DE691818C - Three-voltage direct current machine for mobile transmitting or receiving stations for wireless communication - Google Patents

Description

S130569

The invention relates to a direct current machine for supplying power to the mobile Transmitting or receiving stations for wireless messaging. For the business such stations are usually required three different voltages, of which one serves as a grid bias.

In and of itself there is the possibility of a direct current machine with three windings to use on the same armature and associated three commutators. However, these machines have the disadvantage that only two commutators can be adjacent to the armature, so that the connection of the third commutator with the associated winding by one of the other commutators take place through it or the commutators must be arranged one above the other. Such an anchor; is difficult in the Easily exposed to malfunctions during manufacture and operation.
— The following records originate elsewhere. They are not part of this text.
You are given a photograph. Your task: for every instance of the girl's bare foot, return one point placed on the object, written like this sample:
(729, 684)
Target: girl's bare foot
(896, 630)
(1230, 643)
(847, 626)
In order to avoid these disadvantages, the voltages for moving stations are generated for wireless message transmission so far by at least two machines. There however, these stations are portable or in vehicles, e.g. B. Airplanes, it is of the utmost importance to install them as possible small and easy to make. The use of two generators makes this much more difficult.
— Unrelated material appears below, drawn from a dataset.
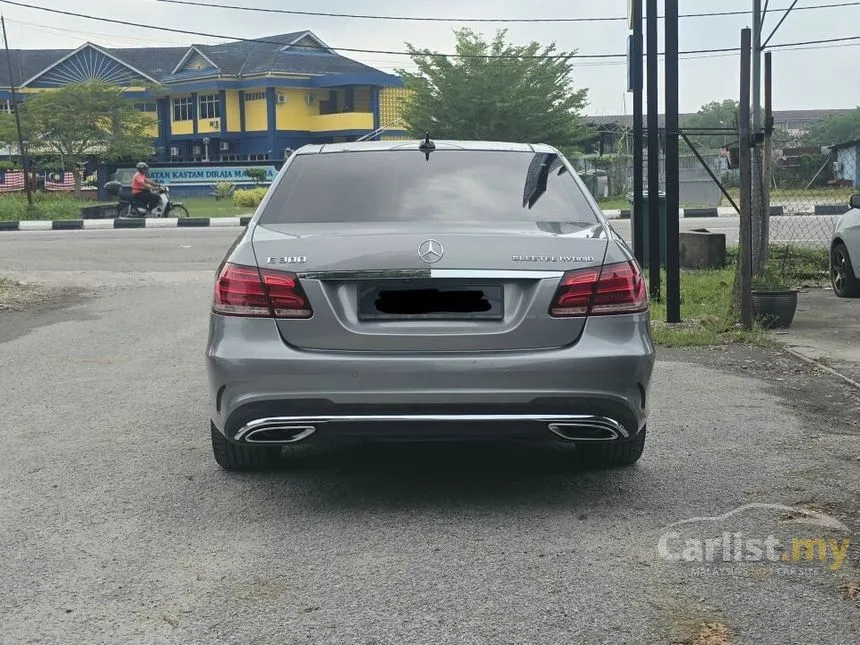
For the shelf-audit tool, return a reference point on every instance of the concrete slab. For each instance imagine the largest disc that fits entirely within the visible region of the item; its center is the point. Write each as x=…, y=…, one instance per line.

The invention now consists in applying all three voltages in a single machine generate by dividing two of the voltages into two on a common DC armature Generated housed windings and arranged by two on both sides of the armature Commutators are removed while the third voltage in one or more fixed windings one on the same shaft, within the common Enclosed voltage generator by permanent magnet excitation initially as alternating voltage medium or higher frequency generated and then in a static rectifier arrangement, z. B. by dry rectifier, is rectified. In itself the generation of direct currents is through rectification an alternating current generated in a fixed winding with the help of electrical 5 "

shear valves known. As a result of the relatively high frequency and the intended use Purpose of use low power can be the used. Equal to, = ·. Richter be small and cheap, even folds ©. · with the high frequency that still required $ | £ - smoothing agents are small. Through this and through the union in a common Housing, the desired space and weight savings are achieved.
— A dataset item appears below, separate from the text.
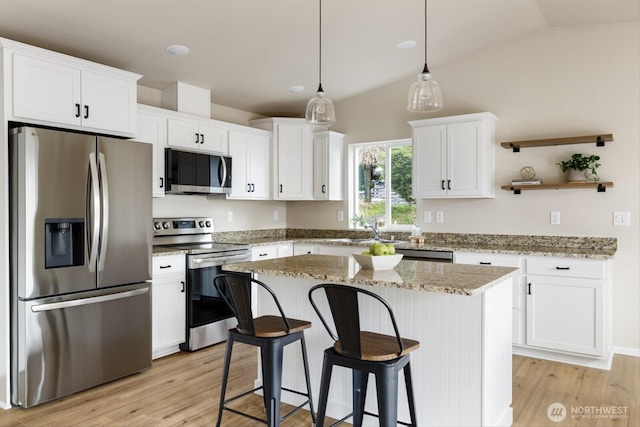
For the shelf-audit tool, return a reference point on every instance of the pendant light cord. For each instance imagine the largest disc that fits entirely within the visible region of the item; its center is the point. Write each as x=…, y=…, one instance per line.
x=320, y=49
x=426, y=69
Due to the multi-pole design of the alternator, the frequency is Alternating current is a multiple of the generator speed, it is advantageous if it is at least in the range of about 400 oscillations / sec. lies.

In the drawing, exemplary embodiments of the invention are shown.

Fig. Ι shows a generator set partly in longitudinal section, partly as a circuit diagram connected rectifier device.

. Fig. 2 is a cross section in the plane AA through the generator shown in Fig. 1, aggregate.

3 is a schematic illustration a modified circuit.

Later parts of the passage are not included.